細く見えるようでいて、実は意外としっかり整った体格の青年の、背中からぎゅっと抱き付いてみた。
「カナン様?」
自分の腕で、一巡りがやっとの硬い体格。大人の男性のもので。
「どうなさったんですか?」
まったくうろたえる様子も見せないのが、気にくわない。
だから更にきつくしがみ付いて、離さないとばかりに両手を組んだ。
「・・・」
ぽんぽんと、手を軽く叩かれる。その仕草がまるで、子供をあやしているようでいて、ますます気に食わない。
「・・・せれすと」
「はい」
「・・・」
自分から言うのは、ひどく勇気の要ることばだ。しかも背中から抱き付いてしまったこの状況では、行動に訴えることも難しい。
・・・しまった。失敗だ。
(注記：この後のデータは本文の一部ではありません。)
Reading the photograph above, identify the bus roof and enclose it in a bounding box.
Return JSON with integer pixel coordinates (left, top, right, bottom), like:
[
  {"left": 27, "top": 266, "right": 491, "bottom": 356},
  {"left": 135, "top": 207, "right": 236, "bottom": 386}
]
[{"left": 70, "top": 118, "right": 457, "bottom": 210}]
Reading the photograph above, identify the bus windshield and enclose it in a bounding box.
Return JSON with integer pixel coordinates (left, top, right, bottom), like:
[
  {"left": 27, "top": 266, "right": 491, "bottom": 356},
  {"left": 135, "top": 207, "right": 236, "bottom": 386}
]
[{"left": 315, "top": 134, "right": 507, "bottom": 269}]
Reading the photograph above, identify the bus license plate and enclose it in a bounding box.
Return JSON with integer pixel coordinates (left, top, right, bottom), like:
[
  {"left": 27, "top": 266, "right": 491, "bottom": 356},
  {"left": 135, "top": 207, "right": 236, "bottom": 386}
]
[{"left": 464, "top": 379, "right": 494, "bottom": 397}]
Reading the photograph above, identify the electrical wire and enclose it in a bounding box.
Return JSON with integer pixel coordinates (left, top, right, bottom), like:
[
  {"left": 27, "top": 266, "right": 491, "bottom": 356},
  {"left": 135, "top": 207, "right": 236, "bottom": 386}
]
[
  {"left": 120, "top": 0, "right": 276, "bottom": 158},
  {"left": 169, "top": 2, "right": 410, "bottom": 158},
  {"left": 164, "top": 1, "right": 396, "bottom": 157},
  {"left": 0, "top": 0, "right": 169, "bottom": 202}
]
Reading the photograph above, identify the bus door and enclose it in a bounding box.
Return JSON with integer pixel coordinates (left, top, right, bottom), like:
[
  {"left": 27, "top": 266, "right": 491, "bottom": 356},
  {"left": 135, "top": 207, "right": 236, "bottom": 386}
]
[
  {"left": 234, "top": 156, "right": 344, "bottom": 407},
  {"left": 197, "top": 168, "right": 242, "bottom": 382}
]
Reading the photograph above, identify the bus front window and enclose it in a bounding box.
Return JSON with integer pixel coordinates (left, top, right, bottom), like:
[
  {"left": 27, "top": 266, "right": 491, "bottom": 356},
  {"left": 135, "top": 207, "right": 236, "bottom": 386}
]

この僕ともあろう者が。
「何でもない」
こんな意味の無い行動を起こしてしまったことが、恥ずかしい。
両手を解いて、何気なさを装って離れると、そうしたら。
「カナン様」
笑い含みに振り返られて、今度は逆に背中から抱きしめられた。
「・・・なっ、・・・んっ」
頬に添えられた手に上向かされて、口付けられる。
そうか、こうすれば後ろからでも。
そう思ったのを最後に、意識が白くなってゆく。
すこし、くちびるを離して言われた言葉。
「・・・身長差で、私の勝ちです」
「・・・っ!!」
やっぱり気に食わないので、鼻を抓んでやった。
見てろ。今度は、真っ向勝負だ。